Los protagonistas son los mismos: la izquierda y el centrosantismo, interesados en defender los aberrantes compromisos con las Farc a los que llaman “paz”. El montaje es el mismo: acusar al Gobierno de revictimizar, cuando son ellos los que manosean a las víctimas como bandera política; acusar al Gobierno de una violencia que ellos mismos propician, impidiendo la lucha contra el narcotráfico, promoviendo la protesta permanente y paralizante, y azuzando la violencia y el odio contra el presidente.
La estrategia es la misma: el discurso antigobiernista y el insulto vociferante. Al Gobierno lo tildaron de dictadura civil, autoritarismo democrático, violador de la libertad de prensa y mentiroso, para citar lo menos; y al ministro de indigno, estúpido, truculento, mentiroso, prepotente, manipulador, incapaz y mezquino, entre otras diatribas.
¿Qué ministro le sirve a la oposición? Ninguno, porque el ataque no es contra el ministro sino contra el Ministerio, contra la Seguridad Nacional que se quiere debilitar y contra la Fuerza Pública que se quiere deslegitimar; ayer fue Zapateiro y hoy Atehortúa.

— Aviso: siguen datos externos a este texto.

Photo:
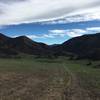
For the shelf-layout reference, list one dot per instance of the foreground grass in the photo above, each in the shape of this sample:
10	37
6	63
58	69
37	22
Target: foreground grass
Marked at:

No importa el general o el ministro; lo que importa es golpear al Gobierno.
Los atacantes son los mismos que impiden la lucha contra las drogas que generan la violencia, de la cual, por ello, son también responsables. Responsables de seguir maniatando la seguridad del país para que prosperen la violencia y el caos, y así, emerger en 2022 como salvadores e imponernos el socialismo de la vecindad.
Nota bene. Irresponsables las ONG, los animalistas, vegetarianos y veganos extremos, que promueven el “Día sin carne” sin pensar en los miles de campesinos que viven de la ganadería, ni en los empleos de la cadena cárnica en plena pandemia; sin pensar, sobre todo, en el desarrollo adecuado de millones de niños, porque la ausencia de proteína animal perjudica su salud. FEDEGÁN seguirá defendiendo de semejante irresponsabilidad la noble labor de producir carne y leche, y la importancia insustituible de estos dos alimentos.